I agree with Nial that absence of a standard curriculum and haphazard learning is one of the things that holds even keen chessers back. There are certainly advantages to the 'eclectic' (i;m being kind there) approach but on balance it’s definitely a negative.

Jonathan B said...

Oh and one more thing about Rowson.

Did he *really* say adults don’t improve? I have read the Zebras book so I can’t say for sure, but I have read the first chapter and in that he says that adults won’t improve by acquiring more knowledge. That’s a rather different thing.

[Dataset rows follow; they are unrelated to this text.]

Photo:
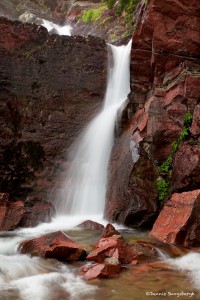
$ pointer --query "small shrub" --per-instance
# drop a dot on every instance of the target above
(92, 15)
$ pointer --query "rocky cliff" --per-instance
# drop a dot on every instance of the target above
(158, 152)
(50, 87)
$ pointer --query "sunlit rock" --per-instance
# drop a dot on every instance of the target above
(54, 245)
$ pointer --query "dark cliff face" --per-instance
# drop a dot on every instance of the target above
(165, 78)
(50, 87)
(54, 10)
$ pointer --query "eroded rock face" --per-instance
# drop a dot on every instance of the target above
(112, 247)
(165, 84)
(54, 245)
(36, 211)
(10, 212)
(51, 86)
(178, 222)
(23, 214)
(54, 10)
(91, 225)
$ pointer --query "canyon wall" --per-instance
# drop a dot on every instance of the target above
(50, 87)
(165, 88)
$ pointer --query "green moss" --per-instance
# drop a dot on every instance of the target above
(127, 6)
(167, 165)
(163, 188)
(92, 15)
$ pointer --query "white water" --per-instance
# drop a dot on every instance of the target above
(61, 30)
(189, 263)
(83, 192)
(25, 278)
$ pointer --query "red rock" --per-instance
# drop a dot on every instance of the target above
(113, 246)
(54, 245)
(179, 221)
(134, 262)
(110, 231)
(186, 168)
(164, 87)
(91, 225)
(36, 111)
(10, 212)
(4, 197)
(36, 211)
(102, 270)
(195, 128)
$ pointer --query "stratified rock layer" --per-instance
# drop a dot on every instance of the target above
(165, 84)
(23, 214)
(51, 86)
(178, 222)
(54, 245)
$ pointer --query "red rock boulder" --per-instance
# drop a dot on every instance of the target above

an ordinary chessplayer said...

Now your blog is blocked at my work. I don't think they would do that based on just my browsing, but who knows?!

@Jonathan B - This is a great topic, and I totally agree with what you wrote. The notion of chess proficiency is interesting, because the setup now explicitly devalues this. It doesn't matter what you know, it only matters whether you can win. I don't know about your neck of the woods, but over here adult amateurs frequently lament that they "know a lot" but for "some reason" play much worse that that. In other words, everybody to a man thinks they are under-rated! Another popular delusion.

@Niall - "So lots of tactics and some endgame work is the way to go." I wouldn't say that. What I recommend is you carefully go over your most recent batch of games (say 30-50), and see where you are dropping your points. Then work on your weaknesses. THAT is the hardest work of all, people would rather do almost anything than work on their weaknesses. Just identifying them honestly is frightening enough apparently. Trust the players who beat you regularly to know precisely what your weaknesses are, that's why you look in your games for the answer. As a junior I studied openings and tactics, immediately after that I worked on the middlegame by looking at Nimzowitsch (and giving up all my previous openings). Then followed many years of dicking around, as JB puts it. In 1993 my weakness was endgames and tactics. By 1996 I had moved up, my rubbish openings no longer sufficed, so I had to work on openings. By 2000 I was starting to give up chess.

I think another player who improved significantly after a long plateau would be Jesse Kraai. Somehow he slipped my mind before.

Jonathan B said...

Chino Atako is another guy who made non-trivial rating improvement as an adult. He’s in the high 180s ECF now.